Today, the Monetary Policy Committee led by Governor Sahab Kavcioglu cut the benchmark interest rate to 13%, after keeping it at 14% for the past seven months.

Immediately after the decision was issued, the Turkish currency fell by about 1% against the dollar, before paring some of the losses.

This is the first time that the Turkish Central Bank has moved interest rates since the beginning of this year, despite the acceleration of inflation rates, which are close to 80%, the highest in nearly 24 years.

In a statement, the Monetary Policy Committee noted that “it is important that financial conditions remain supportive to maintain the growth momentum in industrial production and the positive trend of employment during a period of heightened uncertainty regarding global growth, in addition to escalating geopolitical risks.”

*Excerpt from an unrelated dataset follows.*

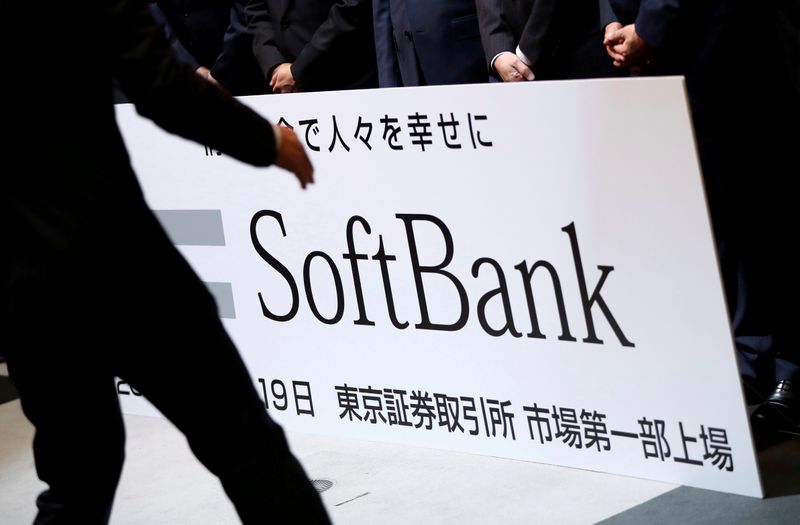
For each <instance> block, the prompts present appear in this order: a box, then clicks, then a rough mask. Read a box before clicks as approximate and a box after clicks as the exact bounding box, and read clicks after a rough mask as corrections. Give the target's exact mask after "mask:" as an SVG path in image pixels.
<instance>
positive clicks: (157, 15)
mask: <svg viewBox="0 0 800 525" xmlns="http://www.w3.org/2000/svg"><path fill="white" fill-rule="evenodd" d="M150 14H151V15H152V16H153V19H155V21H156V23H157V24H159V25H160V26H161V27H162V28H163V29H164V36H165V37H166V39H167V42H169V45H170V46H172V49H173V50H175V54H176V55H178V59H180V60H182V61H183V62H186V63H187V64H189V65H190V66H192V68H194V69H195V70H196V69H197V68H199V67H200V63H199V62H197V59H195V58H194V56H193V55H192V54H191V53H190V52H189V50H188V49H186V47H184V45H183V44H182V43H181V41H180V40H179V39H178V36H177V35H176V34H175V30H174V29H172V26H171V25H170V23H169V20H167V15H165V14H164V11H163V10H162V9H161V7H159V5H158V2H151V3H150Z"/></svg>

The interest cut in Turkey comes in the opposite direction to the moves of most major central banks, which raise interest rates at high rates to curb inflation.

President Recep Tayyip Erdogan believes that high interest rates increase inflation, and the sudden resumption of monetary stimulus, less than a year before the presidential elections, demonstrates the authorities' determination to follow through on Erdogan's June promise to continue lowering interest rates.

The decision comes 3 weeks after the Central Bank revised its inflation expectations for this year by increasing it by 18 percentage points.